This article originally appeared in a special edition for the 2014 Asia Cruise Forum Jeju.
The history of Tamna, the first known civilization to arise on Jeju, is still a mystery. When compared to the Mediterranean, Tamna might seem culturally peripheral, yet this does not mean it was isolated and remote. Even the islands of Polynesia, some of which are separated by thousands of kilometers, are not alone and have rich histories of cultural exchange with other regions.
However, our understanding of Tamna culture is limited by the historical record, written from the perspective of Seoul and even China. With substantive truths hard to establish, historical revisionism is in order to restore Jeju’s history from the perspective of this island and its people.
The power of Tamna wind
The pathways of maritime civilization were since time immemorial defined by the winds. Without wind power, voyages between cultures and peoples would have been impossible and the seeds of culture, civilization and even nature would not have crossed the seas.
Therefore, we can say that the power of the wind is what has indelibly defined Jeju’s history more than anything else. It would be hard to find anywhere on the Korean mainland so wed to the power of the wind and few places can rival Jeju in scattering its culture “to the four winds.”
Humans and nature follow the “Kuroshio Road”

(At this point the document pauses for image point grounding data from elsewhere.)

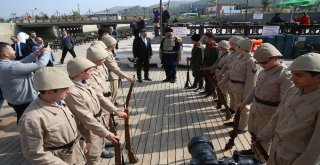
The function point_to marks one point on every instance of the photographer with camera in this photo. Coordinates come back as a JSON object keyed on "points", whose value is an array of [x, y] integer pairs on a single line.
{"points": [[295, 127], [43, 44]]}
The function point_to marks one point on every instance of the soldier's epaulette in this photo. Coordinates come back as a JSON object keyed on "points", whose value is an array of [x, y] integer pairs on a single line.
{"points": [[178, 39]]}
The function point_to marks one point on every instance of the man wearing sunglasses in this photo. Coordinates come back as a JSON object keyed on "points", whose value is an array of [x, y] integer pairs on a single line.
{"points": [[272, 83]]}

Was the cultural flow really always from the mainland north to the south? Is it possible that culture also arose in the south, following ocean currents northward? By viewing maritime history as an exchange along ocean currents, we can challenge hegemonic and peninsula-centric worldviews which overlook Jeju’s true role.
Jeju’s maritime vistas are not just sleepy horizons, but wild seas powered by the Kuroshio Current. In midwinter, the seas around Jeju, Kyushu, Ulleung-do and Dokdo are colored red with the current’s warmth, showing it fervently alive.

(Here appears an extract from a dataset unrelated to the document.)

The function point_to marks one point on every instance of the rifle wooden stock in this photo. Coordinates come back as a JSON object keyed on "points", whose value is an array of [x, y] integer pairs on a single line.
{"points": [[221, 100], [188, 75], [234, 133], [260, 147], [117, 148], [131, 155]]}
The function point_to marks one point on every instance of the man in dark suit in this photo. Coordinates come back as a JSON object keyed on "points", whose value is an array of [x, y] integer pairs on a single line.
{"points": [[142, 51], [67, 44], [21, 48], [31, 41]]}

How could this seaway have not profoundly influenced the Korean peninsula, at the frontier of East Asia and the Northwest Pacific? The Kuroshio Current was not only a natural oceanic flow, but a major seaway of human exchange that we can call the “Kuroshio Road.”
Holding the keys of maritime power
In ascertaining the maritime role of Tamna and Jeju it is crucial to first identify the castellan. The castellan must have been someone with great navigational and shipbuilding skills to reach and control the island. These are normally assumed to have descended from the mainland in the period of the Three Kingdoms, vying for power with China and Japan.
However, when we view Tamna and Jeju as an historically maritime culture, we can see it as an independent island of the Northwest Pacific, not as the property of mainland Korea or any other surrounding power.
There are differences in how mainlanders and locals view Jeju’s history. Tamna disappeared from view after its collapse and receives little mention in Korean history books. However, while under Yuan rule (the successor dynasty to the Mongols), Jeju was centrally important and a control tower.
The obscuring of Tamna history is not a mistake. In the hegemonic formation of the modern state, a centralized conception of nationhood was needed and minority and peripheral views were excluded.
Although East Asian history is rich and diverse, it has prioritized the views of those at the center, undervaluing the periphery. As such, people are coming to see that a Jeju perspective is essential to truly understand Korean history, and it is the same for Taiwan in Chinese history, and Ryukyu in Japanese history.
If we look at history from a Taiwan-Ryukyu-Jeju perspective, separate from Chinese, Japanese or Korean hegemony, we can realize a new perspective on the region’s maritime history.
In the 21st century there has been a paradigm change toward the ocean as it is again brought to the fore with the growth in marine tourism, again shifting Korean eyes to its coasts and islands, and Jeju is leading this charge.
Jeju has unique strengths in this area such as in marinas, fishing, festivals, yachting, cruising and, of course, its marine cultural heritage. Perhaps we could call Jeju the black pearl of the Northwest Pacific, or even the black coral.
Jeju is not only a traditional island, but a modern province leading the drive into the future. It is also a tourism hub, and a national leader in ecological projects and strategy. In carefully managing these roles, more and more people will come to know Jeju and its unique history today and into the future.